Amity elbowed him, offended.
“We’ll find out soon. If not by my inquiry, then surely by Ortia’s. Remember, we weren’t meant to know they were hereabouts in the first place. There’ll be questions. You’ll want to practice giving your report.”
Victor’s words hung in the air, for a few moments. He took another sip of his beer, and let his eyes rest on Amity. The heat of the summer began to flood away from the kitchen, and she could feel goosebumps building underneath her shirt.
“I can’t,” she said. Heat set into her cheeks, fighting the chill with an almost painful burn.
“Sure you can,” Victor replied. Victor leafed through the journal until he reached what appeared to be the most recent entry- the first with a blank page opposite to it.
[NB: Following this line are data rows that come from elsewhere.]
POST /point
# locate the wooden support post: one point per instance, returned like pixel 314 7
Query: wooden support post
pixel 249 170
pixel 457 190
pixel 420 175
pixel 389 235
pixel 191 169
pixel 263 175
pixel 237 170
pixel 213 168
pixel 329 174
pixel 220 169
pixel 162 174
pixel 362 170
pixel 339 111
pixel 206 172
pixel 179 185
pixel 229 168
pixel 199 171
“I can’t. ‘Cause I ain’t a ‘ar’er. I don’t…” The inquisition would come from Ortia, too.
“Sure, you’re a barber. You understand the Mete, and you know more than you think, and you’ve killed your first canny thing as of yesterday, haven’t you?” Victor rubbed his thumb over the page. “Besides, it says so right here.”
The drawing on the page was of a girl with ragged black hair and a cloth wrapped to cover her smile, with ‘Amity Matagot’ written next to the eyeline. All the tension went from her jaw, and it fell open. Tears began welling in her eyes.
“Those are happy, I hope. Since your old name’s gone, and all, I figured that…” Victor was cut off by the sudden impact of an open-armed hug. Amity grunted as her cast smooshed into his side, but her efforts to resist sniffling drowned out the noise. After a moment of surprise, Victor laughed.
“Ha! There, there. You’re not on the job today, so that’s quite alright.”
“Thank you.” she said, her voice muffled by his shoulder. After a few rapid breaths, Amity rolled her head just enough to briefly uncover an eye. “You’re serious?” she asked.
“Sure am,” Victor said, gently putting an arm around her uninjured shoulder. “You’re a good kid. I’m proud to have you here, and I want to make this a place you can belong. You’re a barber in my books, which aren’t very formal, admittedly. I’ll see about the rest. But that’s not the best thing I’m going to give you today.”
Amity could feel him rummaging for something, and braced herself against the movement by squeezing tighter. Something light brushed against her ear, and then something cold, hard, and heavy thumped down her chest.
After a handful of sniffles, a pat or two on the head, and what felt like not enough time, Amity pulled herself free to inspect the thing dangling from her neck.
The ring was too large for her, but was beautiful nonetheless, and gleamed enough to make her wish for a chain to replace its string. Its face bore a familiar engraving: a dragon swallowing its own tail, coiled around a human skull.